China is developing an advanced scientific drilling ship capable of reaching about 10 kilometers below the seabed that will allow scientists to explore what truly happens in the Earth's mantle.
Professor Wu Lixin, an academician at the Chinese Academy of Sciences and head of the Qingdao National Laboratory for Marine Science and Technology, said the design for the ship－named Dream－is expected to be finalized this year.
If all goes well, the vessel will be launched around 2021, with construction continuing for several years before it can be commissioned due to the outfitting work, he said. He said its service will allow people to fulfill the long-held dream of seeing the mantle and extensively boost the nation's research on geosciences.
Wu said that with a displacement of 35,000 metric tons, the Dream will become the world's third scientific drilling ship in active service after the JOIDES Resolution and Chikyu, both used by the International Ocean Discovery Program, a worldwide scientific endeavor.
The Chinese craft will be able to drill more than 10,000 meters into the ocean floor, and thus will be tasked with conducting seafloor drilling for geological research as well as surveying and recovering methane clathrate, also known as natural gas hydrate or fire ice, Wu said.
"We have learned a great deal about outer space but still know little about our own planet because scientists have never been able to pierce through the crust and reach the mantle layer," he said.

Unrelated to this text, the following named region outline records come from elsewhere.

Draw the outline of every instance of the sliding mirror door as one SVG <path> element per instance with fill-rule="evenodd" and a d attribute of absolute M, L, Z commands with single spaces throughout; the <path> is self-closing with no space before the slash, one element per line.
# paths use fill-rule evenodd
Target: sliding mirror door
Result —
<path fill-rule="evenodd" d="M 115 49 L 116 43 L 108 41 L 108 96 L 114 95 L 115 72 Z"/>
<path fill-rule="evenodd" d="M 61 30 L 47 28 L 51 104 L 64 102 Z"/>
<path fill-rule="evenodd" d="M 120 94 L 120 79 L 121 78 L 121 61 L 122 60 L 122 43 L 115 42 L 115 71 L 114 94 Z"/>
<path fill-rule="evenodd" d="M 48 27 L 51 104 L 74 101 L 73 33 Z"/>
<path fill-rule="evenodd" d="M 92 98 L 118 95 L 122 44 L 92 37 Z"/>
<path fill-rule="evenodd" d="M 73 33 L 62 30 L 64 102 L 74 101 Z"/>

"If the Dream can help us do so, then we will be able to reveal the cause of earthquakes, learn more about the evolutionary history of Earth's structure and its environment, and find new sources of energy, which will consequently help forecast and prevent natural disasters and mitigate energy shortages."
Lying between the crust, Earth's outermost solid shell, and the outer core, the fluid mantle layer is composed mostly of iron and nickel and has a silicate rocky shell with an average thickness of about 2,900 km.
Methane clathrate is widely regarded as a new, promising source of natural gas. It is often trapped in icelike crystals under high pressure in the permafrost or under the seabed.
The deepest a drill has ever reached is 12,262 meters in the 1970s at the Kola Superdeep Borehole, the result of a scientific drilling project by the former Soviet Union on the Kola Peninsula.
The deepest hole drilled into the ocean floor is 2,111 meters below the seafloor off Japan's Shimokita Peninsula in the northwest Pacific Ocean, dug by the Chikyu in 2012.
Wu said that because the continental crust is about 35 km thick on average, whereas oceanic crust is 5 to 6 km thick, seafloor drilling is more likely to penetrate the crust and reach the mantle.